The film has a 60% approval rating on review aggregate Rotten Tomatoes based on 25 reviews, with an average rating of 6.1/10. The site's consensus reads, "Henry & June celebrates sensuality and passion, though the portentous filmmaking drags it down by a large degree." Metacritic, which uses a weighted average, assigned the a score of 62 out of 100, based on 24 critics, indicating "generally favorable" reviews.

==Rating==
Henry & June was the first film to receive the MPAA's rating of NC-17, which was devised as a replacement for the X rating.

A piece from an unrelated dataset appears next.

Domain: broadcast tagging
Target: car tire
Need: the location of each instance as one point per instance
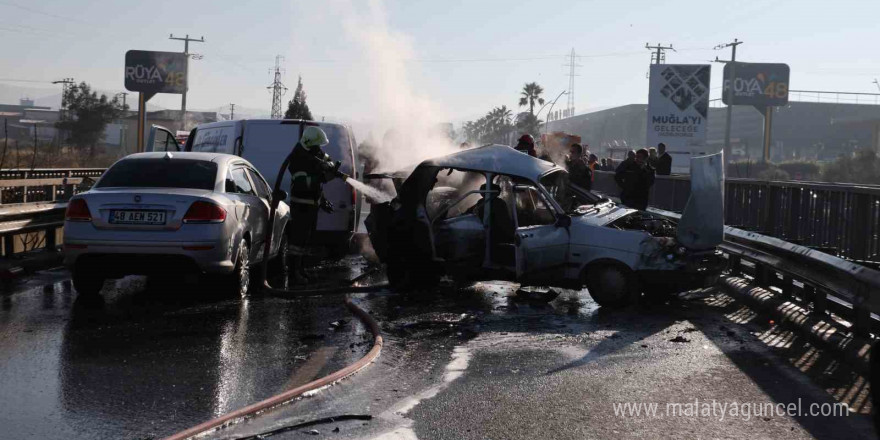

NC-17 was intended to signify serious, non-pornographic films with more violence or (especially) sexual content than would qualify for an R rating. The inclusion of the postcard Nin views at the start of the film (which is of Hokusai's The Dream of the Fisherman's Wife), and some scenes of le Bal des Beaux Arts contributed to the NC-17 rating.

The film was given a more lenient M rating in Australia and an uncut 18 in the United Kingdom. Conversely, it was banned in South Africa. The ban has since been lifted. The film was given an R18 rating in New Zealand and was later lowered to M rating in late 2023.